High emotional intensity due to themes of friendship, loss, and survival during the Holocaust. The reunion scene and overall historical context are particularly moving.

Parent tips

This film deals with the Holocaust and includes themes of persecution, separation, and loss. It may be emotionally intense for younger viewers. Consider watching with children to provide context and support. The film is in Dutch with subtitles, which may require reading assistance for younger viewers.

Parent chat guide

Discuss the historical context of World War II and the Holocaust in an age-appropriate way. Talk about friendship, courage, and resilience in difficult times. Address the importance of remembering history and treating all people with respect and dignity.

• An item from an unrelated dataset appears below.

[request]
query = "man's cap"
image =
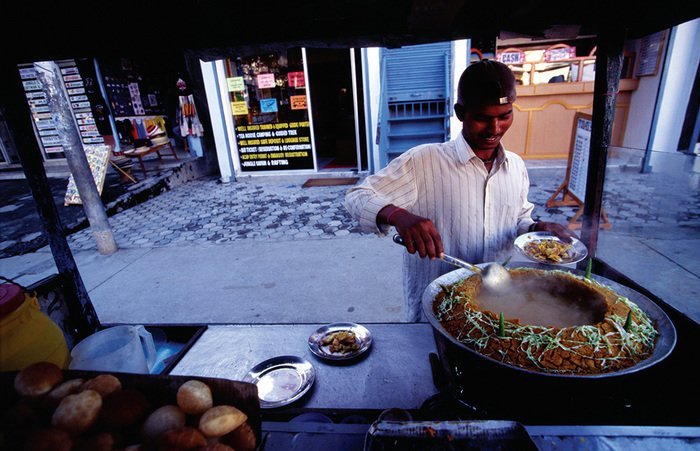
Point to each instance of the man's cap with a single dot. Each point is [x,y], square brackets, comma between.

Parent follow-up questions

  • What does it mean to be a good friend?
  • How did the girls help each other?
  • Why were the girls separated?
  • What was life like during the war?
  • How did they stay friends even when apart?
  • What was the Holocaust?
  • Why is it important to remember stories like Anne Frank's?
  • How did people show courage during this time?
  • What historical factors led to the Holocaust?
  • How does this film portray resilience and hope?
  • What lessons can we learn from this period of history?
⚠️ Deep Film Analysis (Contains Spoilers) · Click to Expand
A friendship that outlasted history, told through the eyes that saw it all.

🎭 Story Kernel

The film isn't just another Holocaust narrative—it's a dissection of how innocence is weaponized against itself. The core tension lies in Miep Gies's dual role: as Anne's protector and as the unwilling architect of her posthumous myth. Her guilt isn't about survival, but about packaging trauma into digestible hope. The movie asks: when we memorialize tragedy, do we honor the victims or comfort the living? Anne's diary entries become less a voice from the grave and more a curated performance, with Miep as both stage manager and haunted audience.

🎬 Visual Aesthetics

The cinematography employs a chilling duality: the Annex is shot with warm, golden-hour tones, creating a false sense of safety, while flash-forwards to the empty rooms use stark, desaturated grays. Camera movements are deliberately restrictive—tight close-ups on faces during moments of fear, mimicking the physical confinement. Symbolism is subtle but brutal: the recurring shot of the chestnut tree outside Anne's window slowly loses its leaves across seasons, mirroring the erosion of hope without ever showing the tree's final fate.

🔍 Details & Easter Eggs

1
Early in the film, Miep accidentally drops a jar of preserves, shattering it. This mirrors later when she discovers the scattered pages of Anne's diary after the arrest—both moments of irreparable loss framed through domestic fragility.
2
The sound design hides increasing Nazi presence: distant marching boots and radio static grow incrementally louder in background scenes, almost subliminally, before the raid.
3
In the final scene, Miep's reflection in a shop window briefly superimposes over Anne's face from a photo—a visual ghosting that suggests her perpetual haunting by the girl she couldn't save.

💡 Behind the Scenes

The actress playing Miep Gies spent weeks studying the real Gies's 1994 interview tapes to mimic her specific Dutch-English cadence. Filming occurred in a meticulously reconstructed Annex built inside a Prague studio, using dimensions from historical blueprints. Director's cameo: the voice reading the diary entries in the final montage belongs to the filmmaker, a choice made to avoid romanticizing any single performer's interpretation of Anne.